Streaming music services have been able to collect a wealth of data for song characteristics, amount of streams, and user interaction. Spotify has taken this data to create playlists curated to a user’s taste based on their listening habits. Considering how songs have been quantified by Spotify, is it possible to produce a predictive model for a song’s popularity?
With the Spotify dataset retrieved with the spotifyr package, we will look at 12 variables from almost 33,000 songs and see how they interact with each other, and whether they are significant in determining popularity. As genres of music can have very different characteristics, it may make more sense to gauge popularity based on each genre’s representative statistics rather than overall.
We will first compare variables to determine which have influence on the popularity of a song. We will then apply a multiple linear regression to the data to make a prediction as to what characteristics are likely, within each genre, to produce a popular song.
A predictive model of popularity can help songwriters craft a song based on data-driven methods.

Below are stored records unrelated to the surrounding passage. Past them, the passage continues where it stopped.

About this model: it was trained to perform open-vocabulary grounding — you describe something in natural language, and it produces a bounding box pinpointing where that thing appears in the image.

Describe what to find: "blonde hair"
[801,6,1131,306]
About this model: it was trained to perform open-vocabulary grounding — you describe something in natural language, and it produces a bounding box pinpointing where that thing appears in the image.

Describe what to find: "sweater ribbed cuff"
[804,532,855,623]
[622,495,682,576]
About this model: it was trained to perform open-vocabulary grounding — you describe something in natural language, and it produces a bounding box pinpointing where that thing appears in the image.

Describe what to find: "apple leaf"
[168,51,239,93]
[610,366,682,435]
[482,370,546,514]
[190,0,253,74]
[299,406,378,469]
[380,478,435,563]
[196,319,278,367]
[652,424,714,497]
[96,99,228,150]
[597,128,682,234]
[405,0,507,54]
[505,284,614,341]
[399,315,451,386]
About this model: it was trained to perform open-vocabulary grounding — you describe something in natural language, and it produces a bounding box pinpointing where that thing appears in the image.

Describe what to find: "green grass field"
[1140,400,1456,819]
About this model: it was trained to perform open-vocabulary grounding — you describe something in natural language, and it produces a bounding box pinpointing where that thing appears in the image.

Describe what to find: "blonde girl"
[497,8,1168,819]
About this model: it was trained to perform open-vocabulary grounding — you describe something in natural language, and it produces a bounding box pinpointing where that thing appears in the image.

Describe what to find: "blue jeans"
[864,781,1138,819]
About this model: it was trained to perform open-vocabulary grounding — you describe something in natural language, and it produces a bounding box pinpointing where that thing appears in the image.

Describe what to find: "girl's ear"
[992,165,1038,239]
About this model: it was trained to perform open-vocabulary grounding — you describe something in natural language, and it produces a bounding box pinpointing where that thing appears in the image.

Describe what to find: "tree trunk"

Users will also benefit by being able to discover songs based on their preferred characteristics, and see whether they prefer more or less popular songs.
library(tidyverse)
library(scales)
library(table1)
This analysis will make use of the following packages:
songs <- read.csv('spotify_songs.csv', stringsAsFactors = FALSE)
The data used in this analysis is available as part of the tidytuesdayR package, and is also available for download here.
The codebook is also available on the tidytuesday GitHub page.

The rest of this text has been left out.